= Roger Lippman =

American anti-war activist

Roger Henry Lippman (born 1947) is an American political activist.
He was a member of the anti-Vietnam War groups Students for a Democratic Society (SDS) and the Seattle collective of Weatherman. He is most commonly noted as a member of the Seattle Seven, who was accused of, and tried for, conspiracy charges in 1970.

==Private life==
Roger Lippman was born in Seattle in 1947. He went to school at Reed College in Oregon. He is one of four brothers, one of whom, David Lippman, was also active in SDS, and another, Peter Lippman, who is also a human rights activist, is a writer, journalist, and contributor for Roger's Balkan Witness website.

==Involvement with Students for a Democratic Society==
While at Reed College, Lippman became the editor of an underground radical publication called, The Agitator, and became involved in radical politics as a member of SDS. In April 1968, he organized and attended the Northwest Draft Resistance Conference, where he represented the Reed College chapter of SDS. There, he published an article entitled, "Talking to McCarthyites about McCarthy." During this time, New Left Notes, the national publication of the SDS, named Lippman as the key contact for the SDS summer project in Seattle. According to released government documents, this project, "called for infiltration of industries and business there 'for sabotage and recruitment.'" That year, Lippman left his studies to devote himself to organizing for the peace movement.

==Involvement with Weatherman and the Seattle Seven==
In June 1969, Lippman attended the SDS national convention at the Chicago Coliseum, which saw the disintegration of SDS into various factions. During the SDS "Days of Rage" that October, he was arrested and charged with disorderly conduct and mob actions. While the first charge was vacated, Lippman was convicted of mob action and sentenced to eleven days in jail and a fine of $90.

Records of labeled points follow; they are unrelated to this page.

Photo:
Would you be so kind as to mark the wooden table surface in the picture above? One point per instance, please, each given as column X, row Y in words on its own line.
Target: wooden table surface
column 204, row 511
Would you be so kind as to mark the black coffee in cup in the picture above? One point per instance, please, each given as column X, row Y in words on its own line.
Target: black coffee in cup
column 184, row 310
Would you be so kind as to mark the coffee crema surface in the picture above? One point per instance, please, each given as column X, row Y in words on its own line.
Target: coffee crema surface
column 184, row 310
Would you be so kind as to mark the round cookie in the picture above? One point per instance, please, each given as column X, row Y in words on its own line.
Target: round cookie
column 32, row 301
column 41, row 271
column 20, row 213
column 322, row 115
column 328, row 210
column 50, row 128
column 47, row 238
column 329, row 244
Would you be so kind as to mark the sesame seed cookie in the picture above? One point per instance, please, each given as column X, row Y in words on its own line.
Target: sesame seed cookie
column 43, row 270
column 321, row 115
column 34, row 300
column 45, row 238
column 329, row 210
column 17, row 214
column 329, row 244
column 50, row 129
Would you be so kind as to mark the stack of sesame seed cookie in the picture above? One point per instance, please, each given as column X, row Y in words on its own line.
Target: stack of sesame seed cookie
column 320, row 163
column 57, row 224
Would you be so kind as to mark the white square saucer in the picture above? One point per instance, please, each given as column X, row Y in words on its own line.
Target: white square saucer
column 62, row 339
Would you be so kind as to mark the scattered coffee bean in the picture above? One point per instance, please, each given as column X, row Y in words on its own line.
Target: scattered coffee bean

On April 16, 1970, Lippman, along with members of the Seattle Liberation Front, was indicted on conspiracy charges. Lippman had been arrested in California in conjunction with an anti-war demonstration, along with his brother, David, on April 15. His co-defendants in the Seattle case were Chip Marshall, Jeff Dowd, Susan Stern, Michael Lerner, Joe Kelly, Michael Abeles, and Michael Justesen. The latter disappeared before he could be arrested. The charges stemmed from a February 1970 demonstration in Seattle, considered to be the biggest and most violent anti-war demonstration in the city at the time. It was part of a nationwide movement called "The Day After," meant to express solidarity and outrage at the jailing of the Chicago Seven, who organized protests of the 1968 Democratic National Convention. Lippman, while indicted in Seattle with his other alleged co-conspirators, had moved to San Francisco the month before to edit a radical newspaper there. In the complaint, other co-defendants were alleged to have "spok[en] to assemblages of persons in Seattle," and "led a march to the United States Courthouse," attempting to establish a timeline of events that culminated with property damage at the United States Courthouse and the Federal office Building. Lippman was only mentioned in the complaint as having "met" with the others on two occasions.

The trial was highlighted by the antics of the defendants and their antagonistic relationship with presiding judge George Hugo Boldt. Chip Marshall acted as his own counsel, and there were multiple disruptions of the proceedings by supporters of the Seven. At one point, Jeff Dowd spread a Nazi flag in the courtroom, implying Boldt was a fascist. Violence erupted twice during the trial, resulting in injuries and contempt of court charges. Speaking about the violence in the courtroom, Lippman has written, "More of them ended up with bloody noses, but it was us who ended up in jail." Boldt declared a mistrial on December 10, but upheld the contempt charges against the defendants.

The story of the case was retold in Kit Bakke's 2018 book, "Protest On Trial."

==Life after the Seattle Seven Trial==
In 1974, Lippman sued officials in the government and Richard Nixon's administration for alleged illegal wiretapping and surveillance activities. Among those named in the complaint were former Attorneys General John Mitchell, William Saxbe and Richard Kleindienst, former director of the Federal Bureau of Investigation Clarence Kelley, and subsidiary divisions of the Bell Telephone Company. In his suit, Lippman alleged that agents of the government, police, and FBI were responsible for illegal wiretapping activities both at the SDS national office and locally in Seattle, including activities at his home. He also alleged acts of burglary and illegal prosecution as well as the infringement of his Civil Rights. Released documents reveal that the government was at least aware of Lippman's residence as early as 1969, and referred to it as a "commune for SDS members." In the same document, Lippman was referred to as the "leader of [the] Weatherman chapter in Seattle." Despite the revelation of many of the activities he alleged, as well as similar crimes during the Watergate investigation, Lippman was forced to drop his suit due to lack of resources.

Lippman maintains a website that contains articles he has written in his years of activism. He is editor of Balkan Witness, a compilation of reporting and opinions on the conflicts in Kosovo and Bosnia. In 2022 he added a compendium of sources on the war in Ukraine.

Lippman is an active opponent of nuclear power and has written extensively on the issue.